Ma, come scrive il sempreverde New York Times, «il compito è scoraggiante: mantenere il riscaldamento a soli 1,5 gradi Celsius richiederebbe alle nazioni di ridurre collettivamente le loro emissioni di circa il 43 per cento entro il 2030 e di smettere del tutto di aggiungere anidride carbonica all’atmosfera entro l’inizio degli anni Cinquanta, ha rilevato il rapporto. Al contrario, le attuali politiche dei governi dovrebbero ridurre le emissioni globali solo di pochi punti percentuali in questo decennio. L’anno scorso, le emissioni di combustibili fossili in tutto il mondo sono rimbalzate a livelli quasi record dopo un breve calo dovuto alla pandemia di coronavirus».
Frenare il “doomismo”
Dunque, che fare? Il segretario generale dell’Onu, António Guterres, ha detto che i paesi ricchi «stanno soffocando il pianeta» e gli scienziati hanno aggiunto, come da circa cinquant’anni a questa parte dopo ogni rapporto sul clima, che c’è poco margine se il mondo vuole mantenere il riscaldamento globale a livelli relativamente tollerabili. Ora è vero che il catastrofismo si porta molto, fa vendere di più e ottenere più fondi di ricerca, ma qualcuno inizia a rendersi conto che forse ripetere la pappardella apocalittica non sta cambiando le cose, anzi.
«Il cambiamento climatico peggiorerà», scrive l’Associated Press, «ma per quanto cupi siano gli ultimi rapporti scientifici, compreso l’ultimo, sempre più scienziati sottolineano che frenare il riscaldamento globale non è senza speranza. La scienza dice che non è finita la partita per il pianeta Terra o per l’umanità». La nuova battaglia non è più soltanto quella per educare le masse a salvare il pianeta, ma frenare il doomismo, l’idea cioè che tutto sia perduto, e che quindi sia inutile persino preoccuparsene.
Decenni di “è troppo tardi”, “bisogna agire adesso”, conti alla rovescia verso il punto di non ritorno ogni volta rimandati, scioperi del clima e accuse ai governi di avere rubato il futuro ai ragazzi hanno prodotto una generazione ansiosa, con attacchi di panico per le sorti del pianeta, sedute dallo psicologo per curare la depressione da climate change e l’idea che non valga nemmeno più la pena di fare figli.
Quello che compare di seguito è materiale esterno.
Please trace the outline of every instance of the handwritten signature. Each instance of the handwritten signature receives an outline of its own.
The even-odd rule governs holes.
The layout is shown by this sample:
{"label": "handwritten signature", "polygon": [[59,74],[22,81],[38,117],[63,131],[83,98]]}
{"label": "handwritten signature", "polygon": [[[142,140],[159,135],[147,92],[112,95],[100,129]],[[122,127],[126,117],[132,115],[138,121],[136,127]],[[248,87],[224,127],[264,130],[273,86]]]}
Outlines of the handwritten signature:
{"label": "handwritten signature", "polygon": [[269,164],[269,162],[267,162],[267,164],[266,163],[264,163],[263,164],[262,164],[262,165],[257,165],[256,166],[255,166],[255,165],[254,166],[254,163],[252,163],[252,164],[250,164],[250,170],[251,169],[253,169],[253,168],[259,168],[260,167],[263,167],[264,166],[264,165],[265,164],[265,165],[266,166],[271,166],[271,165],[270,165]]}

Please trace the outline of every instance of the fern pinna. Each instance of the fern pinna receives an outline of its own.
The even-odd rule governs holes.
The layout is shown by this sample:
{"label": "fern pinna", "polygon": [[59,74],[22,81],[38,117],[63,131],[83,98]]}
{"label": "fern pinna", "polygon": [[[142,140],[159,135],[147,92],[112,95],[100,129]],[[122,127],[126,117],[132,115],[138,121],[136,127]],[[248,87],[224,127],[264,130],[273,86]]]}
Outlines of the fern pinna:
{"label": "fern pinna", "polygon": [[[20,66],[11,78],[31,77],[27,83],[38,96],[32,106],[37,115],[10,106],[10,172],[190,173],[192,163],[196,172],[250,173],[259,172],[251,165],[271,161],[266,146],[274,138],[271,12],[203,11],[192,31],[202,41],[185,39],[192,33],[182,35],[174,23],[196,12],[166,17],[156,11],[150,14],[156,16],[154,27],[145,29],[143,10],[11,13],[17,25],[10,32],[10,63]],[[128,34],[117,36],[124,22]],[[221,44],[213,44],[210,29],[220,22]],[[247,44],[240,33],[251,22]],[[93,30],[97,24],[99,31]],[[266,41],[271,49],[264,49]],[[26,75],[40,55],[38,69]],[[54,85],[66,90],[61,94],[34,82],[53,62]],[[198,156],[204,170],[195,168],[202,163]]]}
Tornare realisti sui cambiamenti climatici
È iniziata l’epoca dei distinguo, insomma, anche da parte di chi fino a ieri criticava la posizione di chi – nel nostro piccolo anche noi di Tempi – diceva che quello dei cambiamenti climatici è un problema ma non la fine del mondo. Il direttore del Programma delle Nazioni Unite per l’ambiente Inger Andersen ha affermato che con l’ultimo rapporto dell’Ipcc, per certi versi più “ottimista” degli ultimi, i funzionari camminano sul filo del rasoio: da una parte cercano di spronare il mondo ad agire perché gli scienziati dicono che la crisi c’è, ma dall’altra non vogliono più gettare le persone in una spirale di paralisi con previsioni troppo cupe.
«Il grande messaggio che abbiamo (è che) le attività umane ci hanno portato in questo problema e l’azione umana può effettivamente tirarci fuori di nuovo», ha detto James Skea, tra gli autori del rapporto Ipcc. «Non è tutto perduto. Abbiamo davvero la possibilità di fare qualcosa». Finalmente. Bisognava aspettare che il mondo cadesse in depressione, per smetterla di fare i catastrofisti e tornare realisti?